Esenboğa Havalimanı hükümet üyelerinin "basını fırçalama merkezi" haline geldi. Uçağa binmeden önce, basını bir kalaylayıp, oradan gidiyorlar. Biz de artık buna alıştık. Dün bazı gazetelerde Dışişleri Bakanı Abdullah Gül'ün, Çek Cumhuriyeti Dışişleri Bakanı'na "Amerikan Kuvvetleri Irak'tan asla çekilmemeli. Çekilirse İran'ın İslam Devrimi'ni Türkiye'ye ihraç etmesine kimse mani olamaz" dediği haberi yer aldı. Haber aslında yabancı bir ajans kaynaklıydı ve dün hem Gül, hem de Çek meslektaşı tarafından yalanlandı. Ben Çek meslektaşının Gül'ün değerlendirmesini yanlış anlayıp, yanlış aksettirdiği kanaatindeyim.

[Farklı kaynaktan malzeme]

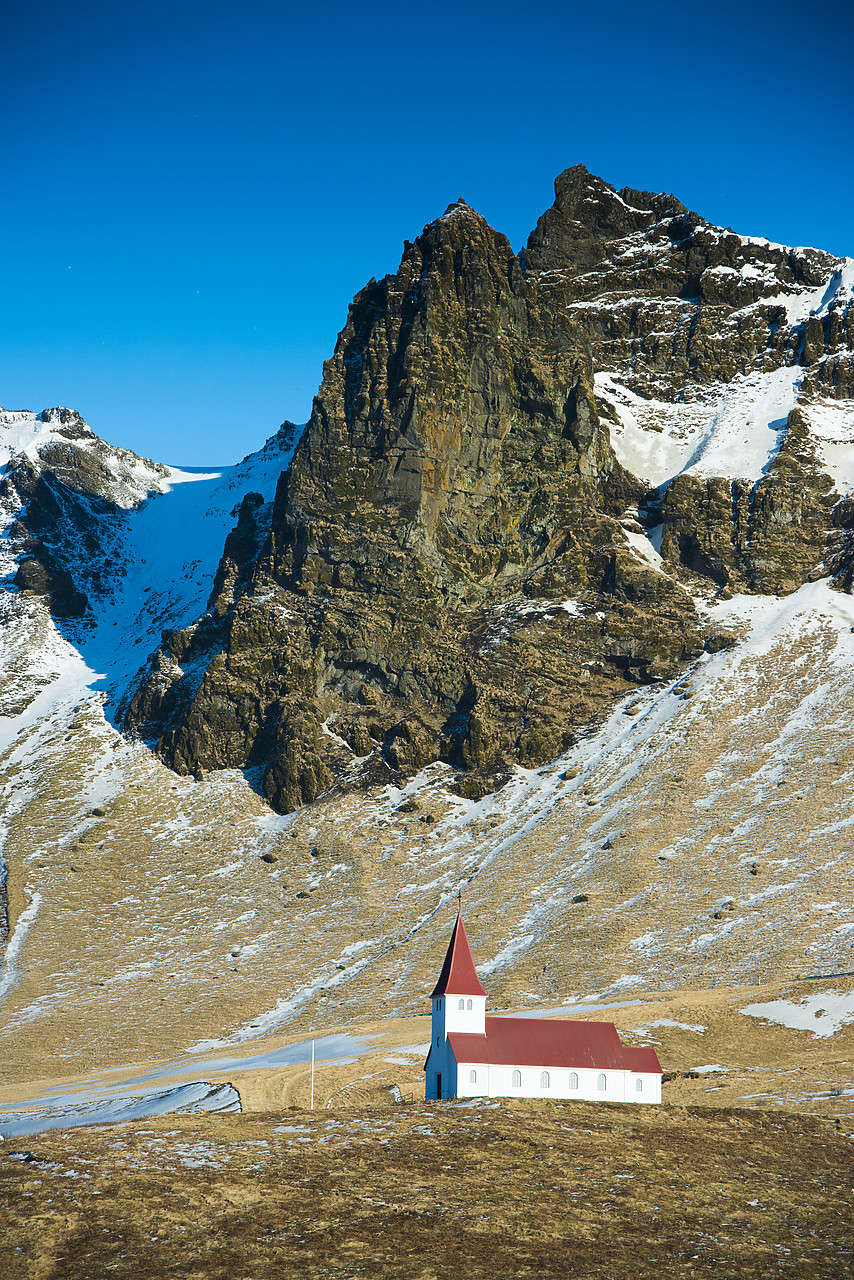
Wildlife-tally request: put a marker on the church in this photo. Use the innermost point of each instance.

Çünkü Irak'taki Şii hâkimiyetinin bölgedeki etkilerinin ne olacağı zaten biliniyor. Gül büyük olasılıkla buna değindi. Çek Bakan ise bunu farklı algıladı. Gül, haberi yalanlarken, bu haberi yayınlayan gazetelere de kızgındı. "Bana niye sormadınız" diye sitem etti. Önceki gün Monako'ya giden Başbakan ise çok daha ağır bir dil kullandı ve özellikle Unakıtan haberlerini kastederek, "Bizden talepleri var. Bu talepleri yerine getirmediğimiz için bu haberleri yapıyorlar" dedi. Bu çok ağır bir suçlama. Çünkü biz de bol miktarda Unakıtan haberi yapıyoruz. Ama Başbakan'dan hiçbir talebimiz yok. Sadece ondan değil, hiç kimseden bir talebimiz yok. Ancak ben Başbakan'ın "yalana" dayalı bir karalama yapacağını da düşünemiyorum. Kendisinden rica ediyorum, "hangi gazete veya televizyon veya bunların bağlı olduğu grupların patronu, sahibi Başbakan'dan veya hükümetten ne talep etmiş" açıklasın. Hangi ihaleyi, hangi kolaylığı, hangi usulsüz işlemi, hangi haksız avantajı kim talep etmiş. Bununla ilgili bilgiyi bekliyorum. Aynen yazmayan haysiyetsizdir!